I don't think that you can analyse the microcosm of the schools outside of the broader social and cultural landscape and I'm not very good at making the point but I will try.
In the past 30 years social mobility in the UK has declined, incomes have stagnated and vastly increasing social and economic inequality has emerged - work is no longer a clear route out of poverty and this has a very broad social impact, especially in schools. Huge government cuts have been regressive. 30 years ago a child had more of a chance of having a higher standard of living than their parents - many of today's children will have lower standard of living than their parents. In other words, social mobility is at risk of reversing in the UK.
In the US where the socio-economic divide is greater than it is here (and race plays a big part in the US), the "inner city" schools are violent, drug ridden and rates of incarceration, and recidivism are high. This is not a problem of education or lack of respect or leadership but is rather symptomatic of the social and economic climate at large. Children in the inner city schools have nearly zero chance of bettering their lives, they live to survive.

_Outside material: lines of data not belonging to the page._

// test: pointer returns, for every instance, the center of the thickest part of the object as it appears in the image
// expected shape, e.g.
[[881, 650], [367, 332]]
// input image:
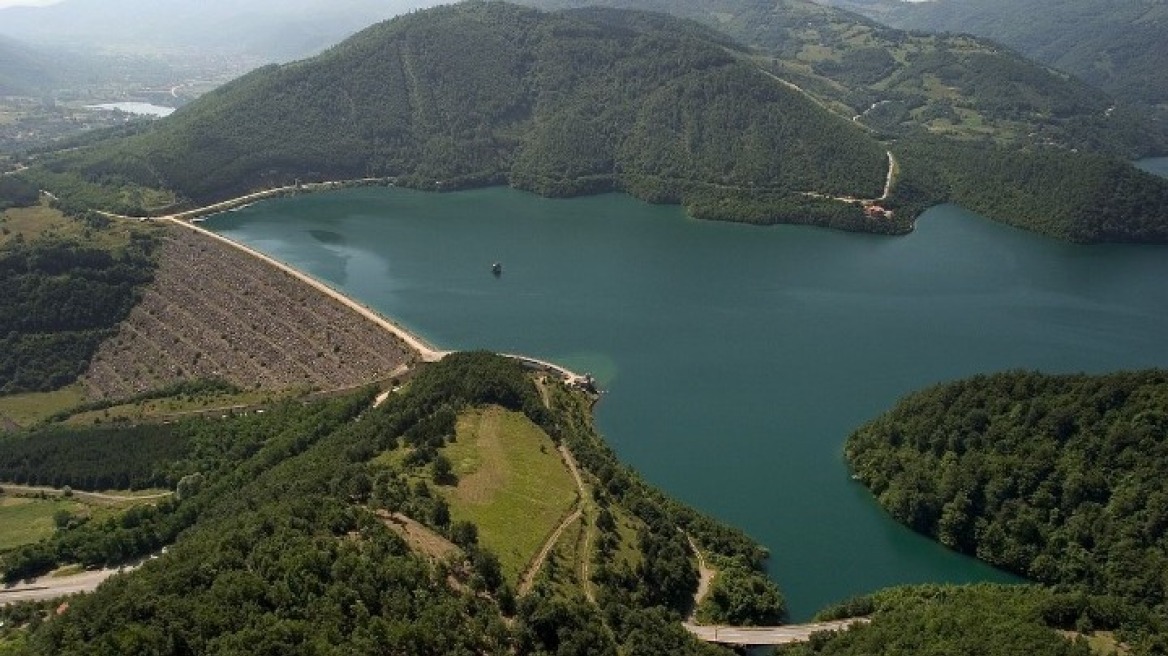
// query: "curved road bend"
[[766, 636]]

Also, 30 years ago in the UK there wasn't the rampant social/cultural shaming for being in social housing, for being on benefits, etc. The cult of the super-rich didn't exist, wealth and signifiers of wealth (cars, etc) weren't worshipped like they are now.
Here's an excerpt from an article about the vicious cycle of inner city schools in the USA and a snapshot of where the vast socio-economic divide can lead and how it can affect the classroom:
Students enter buildings through metal detectors. If the device goes off they are bodily searched. Armed police stand guard. Uniformed security crews that report to the police sweep the halls. Students are forced to sit in overcrowded uncomfortable classrooms doing rote assignments geared to high-stakes Common Core assessments. Stressed out teachers, fearful that they will be judged by poor student performance on these tests, use boredom and humiliation to maintain control of the classroom.
When young people react to these conditions they are disciplined. The ultimate goal of school policy is to sort them out with a few destined for success, some to menial jobs, and others for imprisonment. When these pipeline schools do their jobs well, the young people who fail are convinced they failed because it was their own fault and that they deserve their punishment.